Market traders said the crisis in the financial sector is due to a liquidity crisis and hike in bank interest rates
The prime bourse, Dhaka Stock Exchange (DSE), fell as its benchmark DSEX index lost 231 points last month.
Market traders said the crisis in the financial sector is due to a liquidity crisis and hike in bank interest rates, dampening investor mood.
Increased investments in private placement, higher interest rates on savings certificates, and soaring non-performing loans in the banking sector, are the reasons for the liquidity crisis in the stock market, they said.
Elaborating, stakeholders said placement trading is the main reason for the liquidity crisis, as such trades are impacting the secondary market.
According to DSE trade data, the benchmark DSEX index lost 231 points in the last one month.
At the end of the month, the index was down to 5,491, which was at 5723.07 points on the first day of trading in March.
During the month, most of the large cap sectors showed negative movements except shares in Cement, Food & Allied, Fuel & Power, and Telecommunication. Food & Allied exhibited the highest positive movement with 1.03% gain and Engineering fell to its lowest,with a 0.84% loss.
In March, the prime bourse market capitalization lost Tk 27,717.45 million . Yesterday it stood at 4,119,653.37 million, which was at Tk 4,147,370.821 million on March 3.
Minhaz Mannan Emon, director of Dhaka Stock Exchange, told the Dhaka Tribune, that placement trading is the main reason for the liquidity crisis. Many big and small investors are investing in placement shares, impacting the secondary market. The money is going out of the main market to the secondary market, he added.
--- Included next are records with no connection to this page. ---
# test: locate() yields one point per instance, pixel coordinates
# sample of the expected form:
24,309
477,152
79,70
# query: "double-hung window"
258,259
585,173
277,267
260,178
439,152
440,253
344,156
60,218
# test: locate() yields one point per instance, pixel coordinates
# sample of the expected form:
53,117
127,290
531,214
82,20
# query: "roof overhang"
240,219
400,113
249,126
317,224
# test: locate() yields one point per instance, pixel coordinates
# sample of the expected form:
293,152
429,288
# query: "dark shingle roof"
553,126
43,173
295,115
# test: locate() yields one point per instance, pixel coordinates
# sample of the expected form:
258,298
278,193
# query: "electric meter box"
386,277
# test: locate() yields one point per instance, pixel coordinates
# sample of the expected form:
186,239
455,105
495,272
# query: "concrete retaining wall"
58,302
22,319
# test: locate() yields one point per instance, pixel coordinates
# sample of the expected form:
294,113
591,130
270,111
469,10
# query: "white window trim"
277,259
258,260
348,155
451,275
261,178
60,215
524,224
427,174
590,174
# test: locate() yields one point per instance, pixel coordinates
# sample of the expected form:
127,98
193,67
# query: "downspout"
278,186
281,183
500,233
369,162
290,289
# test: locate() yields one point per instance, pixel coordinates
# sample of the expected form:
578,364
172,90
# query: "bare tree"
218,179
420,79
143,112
He also said placement trading is basically affecting the secondary market.
Second Vice President of Bangladesh Merchant Bankers Association (BMBA), and Managing Director of Green Delta Capital Limited, Md. Rafiqul Islam, told the Dhaka Tribune: “Investments in the private sector are increasing. It's very positive. But as investors are pulling out funds from the stock market to invest in new industrial ventures, a liquidity crisis becomes inevitable in the market.”
He believes the current market is good for long term investments.
Stock market analyst and Prof. at United International University, Dr. Mohammad Musa, told the Dhaka Tribune, ambitious promises like double-digit growth rates, lower interest rates, initiatives for downsizing default loans and reducing NPLs, failed to restore investor confidence in the capital market.
He suggested the government create a special fund for the stock market.